The distance a car can travel before it stops accelerating due to friction and air resistance depends on various factors, including the car's initial speed, engine power, aerodynamics, road conditions, and more. It is a complex calculation influenced by many variables, and providing an exact value would be challenging.
However, I can provide a simplified explanation. When a car accelerates, it experiences opposing forces such as friction and air resistance. Friction primarily comes from the interaction between the tires and the road surface, while air resistance is the resistance encountered as the car moves through the air.
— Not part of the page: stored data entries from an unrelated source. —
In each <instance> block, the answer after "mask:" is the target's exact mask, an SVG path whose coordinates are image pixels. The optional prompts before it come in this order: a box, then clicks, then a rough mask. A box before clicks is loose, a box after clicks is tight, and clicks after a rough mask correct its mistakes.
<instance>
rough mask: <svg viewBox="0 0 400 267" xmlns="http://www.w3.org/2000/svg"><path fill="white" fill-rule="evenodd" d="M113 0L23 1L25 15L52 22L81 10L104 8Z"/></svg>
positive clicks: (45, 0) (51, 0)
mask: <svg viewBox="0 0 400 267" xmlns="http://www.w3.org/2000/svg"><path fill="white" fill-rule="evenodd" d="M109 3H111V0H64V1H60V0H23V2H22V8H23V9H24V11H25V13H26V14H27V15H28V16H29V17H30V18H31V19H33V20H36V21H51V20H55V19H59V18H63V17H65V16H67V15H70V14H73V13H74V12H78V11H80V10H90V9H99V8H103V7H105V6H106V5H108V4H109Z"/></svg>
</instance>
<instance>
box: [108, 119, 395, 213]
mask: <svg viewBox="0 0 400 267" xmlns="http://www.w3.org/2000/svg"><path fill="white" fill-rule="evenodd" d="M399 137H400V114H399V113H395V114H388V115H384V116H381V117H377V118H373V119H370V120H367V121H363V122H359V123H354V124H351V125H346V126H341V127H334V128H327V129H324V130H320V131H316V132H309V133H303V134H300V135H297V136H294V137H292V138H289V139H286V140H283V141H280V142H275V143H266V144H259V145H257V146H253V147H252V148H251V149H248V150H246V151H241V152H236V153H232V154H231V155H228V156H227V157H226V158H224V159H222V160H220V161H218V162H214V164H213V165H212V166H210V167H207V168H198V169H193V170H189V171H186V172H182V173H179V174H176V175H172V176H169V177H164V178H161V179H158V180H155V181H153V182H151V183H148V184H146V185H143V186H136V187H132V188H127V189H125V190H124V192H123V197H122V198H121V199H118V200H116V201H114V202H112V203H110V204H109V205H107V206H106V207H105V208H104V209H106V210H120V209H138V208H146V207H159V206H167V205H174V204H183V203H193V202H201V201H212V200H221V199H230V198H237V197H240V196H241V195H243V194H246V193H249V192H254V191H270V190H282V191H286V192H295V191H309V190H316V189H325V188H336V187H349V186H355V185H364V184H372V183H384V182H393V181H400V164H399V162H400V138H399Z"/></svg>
Initially, when a car accelerates, the force produced by the engine is greater than the combined effects of friction and air resistance. As the car's speed increases, these opposing forces become stronger, eventually reaching a point where they balance out the engine's force. At this point, the car reaches its top speed, known as its terminal velocity, where it no longer accelerates.
The distance a car can travel before reaching its terminal velocity depends on the factors mentioned earlier. A car with more powerful engine, streamlined aerodynamics, and lower frictional resistance from road conditions may be able to accelerate for a longer distance before reaching its terminal velocity. Conversely, a car with lower power, less aerodynamic design, or driving uphill may reach its terminal velocity relatively quickly.
It's important to note that in real-world scenarios, cars usually encounter traffic, traffic lights, speed limits, and other factors that prevent them from continuously accelerating for long distances.